Speaking of breakneck speeds, Maazel proceeds at a slightly slower pace in the finales of the Fourth and Fifth Symphonies, but some listeners might still consider his tempi a bit too “up” in this music. The finale of the Fourth is marked Allegro, and a genuine allegro would, for example, allow those surprising little flutter-tongue passages in the flutes to sound more fully; in Maazel’s fast reading, they get lost somewhat in the shuffle. Other than that, however, Maazel’s Fourth is a fine, thoughtful interpretation. I’ve rarely heard the slow introduction—clearly based on the representation of Chaos from Haydn’s The Creation—played with more compelling gravitas. My biggest complaint lies with the slow movement of the Fifth. A wistful Andante, Maazel turns it into a schlepping Adagio, stretching it a full minute beyond what’s pretty much an average timing (around ten minutes)—a minute and a half longer than Abbado in his well-regarded version on DGG. This is the biggest wet blanket in the whole series, but luckily, that’s the only thing I can really grouse about.

Schubert’s last two symphonies, with their grander gestures and grander orchestral palette, actually sound just a bit small-scale in these performances, and I think that reflects an interpretive trend rather than any outright lack on the part of conductor or orchestra. Basically, these are excellent readings, fully idiomatic, without an ounce of extraneous rubato or other grandstanding gestures that conductors often impose on this music, especially the Great C Major. The comparative lightness of texture in Maazel’s interpretation recalls recent performances I’ve heard by the likes of the Northern Sinfonia under Thomas Zehetmair (Avie) and the Budapest Festival Orchestra under Ivan Fischer (Channel Classics).

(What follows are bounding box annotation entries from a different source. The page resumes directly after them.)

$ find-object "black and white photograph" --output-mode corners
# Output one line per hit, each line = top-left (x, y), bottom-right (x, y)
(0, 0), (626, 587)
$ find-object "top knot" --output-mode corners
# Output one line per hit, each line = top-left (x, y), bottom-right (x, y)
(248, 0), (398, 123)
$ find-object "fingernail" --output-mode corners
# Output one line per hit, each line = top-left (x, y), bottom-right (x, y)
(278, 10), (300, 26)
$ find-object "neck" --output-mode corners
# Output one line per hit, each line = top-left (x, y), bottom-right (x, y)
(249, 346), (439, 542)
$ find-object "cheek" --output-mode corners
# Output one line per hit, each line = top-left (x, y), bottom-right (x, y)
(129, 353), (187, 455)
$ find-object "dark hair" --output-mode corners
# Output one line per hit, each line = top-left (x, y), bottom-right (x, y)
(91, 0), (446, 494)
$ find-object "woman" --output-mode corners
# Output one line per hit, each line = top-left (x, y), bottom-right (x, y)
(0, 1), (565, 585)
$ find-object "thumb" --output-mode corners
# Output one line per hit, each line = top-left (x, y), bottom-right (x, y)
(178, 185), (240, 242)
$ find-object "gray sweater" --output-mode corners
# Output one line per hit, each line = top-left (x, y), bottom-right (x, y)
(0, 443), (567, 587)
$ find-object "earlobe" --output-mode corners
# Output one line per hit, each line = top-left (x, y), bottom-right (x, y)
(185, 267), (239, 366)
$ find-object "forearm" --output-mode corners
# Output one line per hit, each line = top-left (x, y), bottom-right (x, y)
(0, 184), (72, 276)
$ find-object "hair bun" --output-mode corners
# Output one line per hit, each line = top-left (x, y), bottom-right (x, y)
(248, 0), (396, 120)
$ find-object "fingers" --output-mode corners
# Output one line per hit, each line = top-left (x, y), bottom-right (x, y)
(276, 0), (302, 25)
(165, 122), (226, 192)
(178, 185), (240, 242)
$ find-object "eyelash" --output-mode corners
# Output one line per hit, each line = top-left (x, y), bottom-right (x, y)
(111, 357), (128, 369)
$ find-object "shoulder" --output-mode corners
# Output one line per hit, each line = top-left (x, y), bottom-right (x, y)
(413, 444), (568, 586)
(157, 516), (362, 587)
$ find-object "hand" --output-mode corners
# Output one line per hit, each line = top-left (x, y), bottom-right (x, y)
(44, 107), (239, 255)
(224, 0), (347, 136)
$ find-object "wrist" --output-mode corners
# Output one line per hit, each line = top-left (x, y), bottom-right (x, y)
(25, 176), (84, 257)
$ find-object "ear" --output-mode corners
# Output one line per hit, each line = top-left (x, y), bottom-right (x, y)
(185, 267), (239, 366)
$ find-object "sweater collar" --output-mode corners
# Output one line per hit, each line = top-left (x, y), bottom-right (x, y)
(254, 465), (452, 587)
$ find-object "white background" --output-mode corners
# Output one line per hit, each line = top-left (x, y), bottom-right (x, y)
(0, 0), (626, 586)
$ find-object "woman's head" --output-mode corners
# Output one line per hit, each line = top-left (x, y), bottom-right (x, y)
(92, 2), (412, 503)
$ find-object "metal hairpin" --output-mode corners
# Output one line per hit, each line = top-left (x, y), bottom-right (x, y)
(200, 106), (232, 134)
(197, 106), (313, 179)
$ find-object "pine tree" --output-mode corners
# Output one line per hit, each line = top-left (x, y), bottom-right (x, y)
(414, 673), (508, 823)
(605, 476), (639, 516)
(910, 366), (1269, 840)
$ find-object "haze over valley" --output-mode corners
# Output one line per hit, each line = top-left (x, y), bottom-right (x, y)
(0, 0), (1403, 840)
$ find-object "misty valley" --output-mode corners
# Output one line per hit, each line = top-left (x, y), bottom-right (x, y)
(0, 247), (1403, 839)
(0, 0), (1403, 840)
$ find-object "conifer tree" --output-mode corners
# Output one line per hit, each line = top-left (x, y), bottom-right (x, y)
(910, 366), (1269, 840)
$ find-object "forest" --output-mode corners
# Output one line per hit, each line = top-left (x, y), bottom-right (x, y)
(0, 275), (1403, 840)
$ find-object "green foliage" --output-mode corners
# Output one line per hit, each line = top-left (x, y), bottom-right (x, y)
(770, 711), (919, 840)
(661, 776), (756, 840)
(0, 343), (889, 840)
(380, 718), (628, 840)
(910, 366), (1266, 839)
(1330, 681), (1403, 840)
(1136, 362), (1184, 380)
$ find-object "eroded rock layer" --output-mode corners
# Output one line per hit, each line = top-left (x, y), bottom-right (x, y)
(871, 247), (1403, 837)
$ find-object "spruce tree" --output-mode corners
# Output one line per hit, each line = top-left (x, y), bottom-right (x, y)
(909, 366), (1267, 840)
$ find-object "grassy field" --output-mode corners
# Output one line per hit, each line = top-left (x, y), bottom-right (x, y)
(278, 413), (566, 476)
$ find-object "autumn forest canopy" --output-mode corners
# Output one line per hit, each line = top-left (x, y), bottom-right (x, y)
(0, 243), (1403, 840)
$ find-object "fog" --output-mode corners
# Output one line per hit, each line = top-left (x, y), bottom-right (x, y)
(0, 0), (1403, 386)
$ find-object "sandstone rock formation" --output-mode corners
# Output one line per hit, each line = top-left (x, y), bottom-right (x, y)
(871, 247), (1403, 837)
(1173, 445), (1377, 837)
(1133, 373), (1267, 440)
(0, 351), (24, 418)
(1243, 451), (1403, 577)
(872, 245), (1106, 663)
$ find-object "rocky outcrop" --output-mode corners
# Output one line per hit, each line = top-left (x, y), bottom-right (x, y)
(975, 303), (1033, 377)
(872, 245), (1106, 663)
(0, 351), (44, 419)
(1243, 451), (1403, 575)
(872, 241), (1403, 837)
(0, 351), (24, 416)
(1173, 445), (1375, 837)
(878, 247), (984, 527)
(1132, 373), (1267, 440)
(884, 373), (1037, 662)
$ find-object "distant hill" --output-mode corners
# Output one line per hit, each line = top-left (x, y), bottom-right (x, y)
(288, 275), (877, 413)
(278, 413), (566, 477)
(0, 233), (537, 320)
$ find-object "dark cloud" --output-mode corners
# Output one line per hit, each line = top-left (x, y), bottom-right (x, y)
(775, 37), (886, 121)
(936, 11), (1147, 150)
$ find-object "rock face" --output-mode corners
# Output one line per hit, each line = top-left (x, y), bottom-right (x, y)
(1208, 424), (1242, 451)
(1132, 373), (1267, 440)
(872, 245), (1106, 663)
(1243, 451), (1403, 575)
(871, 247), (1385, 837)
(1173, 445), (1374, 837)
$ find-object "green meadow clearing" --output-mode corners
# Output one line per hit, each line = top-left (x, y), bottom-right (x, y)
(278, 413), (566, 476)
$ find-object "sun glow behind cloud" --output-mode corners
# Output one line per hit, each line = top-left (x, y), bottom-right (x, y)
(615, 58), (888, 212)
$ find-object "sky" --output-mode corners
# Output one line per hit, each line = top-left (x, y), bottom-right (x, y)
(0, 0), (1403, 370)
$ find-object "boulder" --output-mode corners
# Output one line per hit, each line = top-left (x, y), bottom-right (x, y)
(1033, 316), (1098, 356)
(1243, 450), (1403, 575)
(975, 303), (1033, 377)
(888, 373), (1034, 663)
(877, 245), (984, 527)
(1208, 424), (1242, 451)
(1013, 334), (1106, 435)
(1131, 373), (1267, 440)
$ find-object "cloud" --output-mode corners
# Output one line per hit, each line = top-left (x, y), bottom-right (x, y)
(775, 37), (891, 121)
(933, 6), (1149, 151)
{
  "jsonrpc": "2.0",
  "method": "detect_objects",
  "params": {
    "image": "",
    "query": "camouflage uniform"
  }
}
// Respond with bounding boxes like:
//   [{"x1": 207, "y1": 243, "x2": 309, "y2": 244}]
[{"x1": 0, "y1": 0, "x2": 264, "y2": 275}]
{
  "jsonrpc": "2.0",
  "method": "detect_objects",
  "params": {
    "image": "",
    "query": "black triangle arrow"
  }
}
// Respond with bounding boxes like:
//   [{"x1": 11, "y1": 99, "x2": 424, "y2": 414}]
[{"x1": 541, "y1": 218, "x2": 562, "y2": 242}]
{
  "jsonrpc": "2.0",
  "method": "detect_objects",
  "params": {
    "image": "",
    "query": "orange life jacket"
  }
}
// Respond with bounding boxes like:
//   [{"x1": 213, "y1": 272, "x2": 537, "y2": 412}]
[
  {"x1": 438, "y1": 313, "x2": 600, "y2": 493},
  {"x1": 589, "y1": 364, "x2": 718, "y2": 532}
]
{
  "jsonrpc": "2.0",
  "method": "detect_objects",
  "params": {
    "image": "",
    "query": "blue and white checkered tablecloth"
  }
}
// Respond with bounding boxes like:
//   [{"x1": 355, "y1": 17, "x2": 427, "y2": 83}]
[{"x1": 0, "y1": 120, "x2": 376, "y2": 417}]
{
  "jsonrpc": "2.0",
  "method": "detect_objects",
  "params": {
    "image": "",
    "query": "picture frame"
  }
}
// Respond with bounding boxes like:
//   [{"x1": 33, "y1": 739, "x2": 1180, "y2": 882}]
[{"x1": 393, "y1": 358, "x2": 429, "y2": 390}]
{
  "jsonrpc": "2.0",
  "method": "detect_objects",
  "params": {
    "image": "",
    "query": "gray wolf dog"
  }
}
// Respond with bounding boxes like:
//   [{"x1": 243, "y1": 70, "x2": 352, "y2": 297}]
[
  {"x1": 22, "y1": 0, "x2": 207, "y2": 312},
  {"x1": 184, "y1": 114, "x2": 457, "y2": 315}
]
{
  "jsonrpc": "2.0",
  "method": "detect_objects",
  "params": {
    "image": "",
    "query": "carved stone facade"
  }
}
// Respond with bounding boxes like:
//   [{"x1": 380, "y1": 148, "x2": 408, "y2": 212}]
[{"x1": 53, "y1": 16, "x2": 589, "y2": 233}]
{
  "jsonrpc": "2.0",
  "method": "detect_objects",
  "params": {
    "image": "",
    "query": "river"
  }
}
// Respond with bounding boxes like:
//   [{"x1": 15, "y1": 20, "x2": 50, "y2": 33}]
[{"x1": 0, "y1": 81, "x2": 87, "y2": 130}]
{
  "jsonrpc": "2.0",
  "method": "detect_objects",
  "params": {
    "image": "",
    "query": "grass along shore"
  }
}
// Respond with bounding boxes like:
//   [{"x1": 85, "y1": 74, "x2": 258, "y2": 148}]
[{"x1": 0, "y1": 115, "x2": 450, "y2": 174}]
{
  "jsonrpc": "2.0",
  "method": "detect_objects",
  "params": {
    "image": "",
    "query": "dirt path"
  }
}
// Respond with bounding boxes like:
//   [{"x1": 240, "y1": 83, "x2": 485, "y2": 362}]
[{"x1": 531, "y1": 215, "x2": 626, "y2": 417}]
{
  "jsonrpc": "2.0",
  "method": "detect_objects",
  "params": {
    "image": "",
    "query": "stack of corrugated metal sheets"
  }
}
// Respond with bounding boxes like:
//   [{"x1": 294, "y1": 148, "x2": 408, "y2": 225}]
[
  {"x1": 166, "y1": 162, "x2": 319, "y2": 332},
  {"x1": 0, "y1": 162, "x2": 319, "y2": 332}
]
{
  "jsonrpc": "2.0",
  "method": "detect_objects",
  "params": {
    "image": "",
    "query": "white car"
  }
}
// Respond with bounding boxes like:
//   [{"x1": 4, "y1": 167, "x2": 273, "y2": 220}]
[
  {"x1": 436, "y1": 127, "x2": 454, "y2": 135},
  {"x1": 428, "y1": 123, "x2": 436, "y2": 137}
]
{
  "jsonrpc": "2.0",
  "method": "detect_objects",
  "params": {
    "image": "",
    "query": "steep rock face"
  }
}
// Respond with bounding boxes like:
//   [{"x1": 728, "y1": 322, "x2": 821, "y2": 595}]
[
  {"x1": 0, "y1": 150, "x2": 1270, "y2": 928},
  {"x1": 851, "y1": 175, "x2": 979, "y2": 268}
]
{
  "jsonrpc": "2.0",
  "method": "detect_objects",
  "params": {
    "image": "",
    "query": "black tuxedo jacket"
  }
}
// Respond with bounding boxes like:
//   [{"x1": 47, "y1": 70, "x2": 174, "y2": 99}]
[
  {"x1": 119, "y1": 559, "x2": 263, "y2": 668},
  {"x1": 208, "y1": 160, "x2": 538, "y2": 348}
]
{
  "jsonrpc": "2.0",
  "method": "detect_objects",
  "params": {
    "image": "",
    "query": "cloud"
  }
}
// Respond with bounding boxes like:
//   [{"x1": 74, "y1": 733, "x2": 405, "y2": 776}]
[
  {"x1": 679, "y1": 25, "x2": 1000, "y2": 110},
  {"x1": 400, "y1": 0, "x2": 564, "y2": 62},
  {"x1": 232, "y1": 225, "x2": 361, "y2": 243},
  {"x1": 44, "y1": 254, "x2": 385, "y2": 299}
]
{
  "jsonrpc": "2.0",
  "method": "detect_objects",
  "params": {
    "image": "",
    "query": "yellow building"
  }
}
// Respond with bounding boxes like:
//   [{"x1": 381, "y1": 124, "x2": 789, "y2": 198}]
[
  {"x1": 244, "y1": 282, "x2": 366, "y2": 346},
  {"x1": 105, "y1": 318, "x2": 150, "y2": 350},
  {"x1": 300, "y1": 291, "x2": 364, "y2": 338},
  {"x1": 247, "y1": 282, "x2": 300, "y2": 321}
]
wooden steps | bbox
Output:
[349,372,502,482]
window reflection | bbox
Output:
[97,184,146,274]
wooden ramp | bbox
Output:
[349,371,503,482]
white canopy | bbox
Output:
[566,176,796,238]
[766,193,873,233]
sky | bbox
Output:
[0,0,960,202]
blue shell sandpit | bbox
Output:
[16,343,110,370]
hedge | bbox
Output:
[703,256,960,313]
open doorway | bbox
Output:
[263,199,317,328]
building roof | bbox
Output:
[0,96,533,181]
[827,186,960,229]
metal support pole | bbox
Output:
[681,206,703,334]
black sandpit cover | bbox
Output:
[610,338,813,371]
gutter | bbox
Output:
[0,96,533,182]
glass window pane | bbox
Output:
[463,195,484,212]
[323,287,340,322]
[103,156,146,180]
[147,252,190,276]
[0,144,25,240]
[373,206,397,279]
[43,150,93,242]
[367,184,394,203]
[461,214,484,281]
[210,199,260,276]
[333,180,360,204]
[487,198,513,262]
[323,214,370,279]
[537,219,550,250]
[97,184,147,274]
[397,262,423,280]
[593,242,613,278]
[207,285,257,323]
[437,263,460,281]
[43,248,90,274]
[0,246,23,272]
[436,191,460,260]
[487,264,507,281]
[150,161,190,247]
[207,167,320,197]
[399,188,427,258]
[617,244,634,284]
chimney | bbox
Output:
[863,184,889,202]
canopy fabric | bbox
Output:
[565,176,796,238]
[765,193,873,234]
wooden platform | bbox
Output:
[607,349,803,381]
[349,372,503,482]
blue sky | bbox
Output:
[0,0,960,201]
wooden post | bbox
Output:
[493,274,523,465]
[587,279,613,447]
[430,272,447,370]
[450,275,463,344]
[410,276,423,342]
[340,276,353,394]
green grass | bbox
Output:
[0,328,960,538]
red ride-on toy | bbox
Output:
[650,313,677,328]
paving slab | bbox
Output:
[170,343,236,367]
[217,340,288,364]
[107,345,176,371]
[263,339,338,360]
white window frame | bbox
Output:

A far cry from one of my favorites of another era, Georg Solti leading a hefty Vienna Philharmonic (Decca). Both approaches seem valid to me. Certainly, Maazel brings great nobility to this score; the sense of momentum with which he invests the last movement makes this the worthy high point of the set.

The Bavarian orchestra plays with expected fervor but with great discipline as well; in fact, you could be forgiven if in a blind test you thought these performances were set down in a studio—at least before you heard the applause at the end of each symphony. And except for the usual balance problem here and there, the recordings are quite good. There are a number of fine recordings of the eight Schubert symphonies available; I now count Maazel’s among them.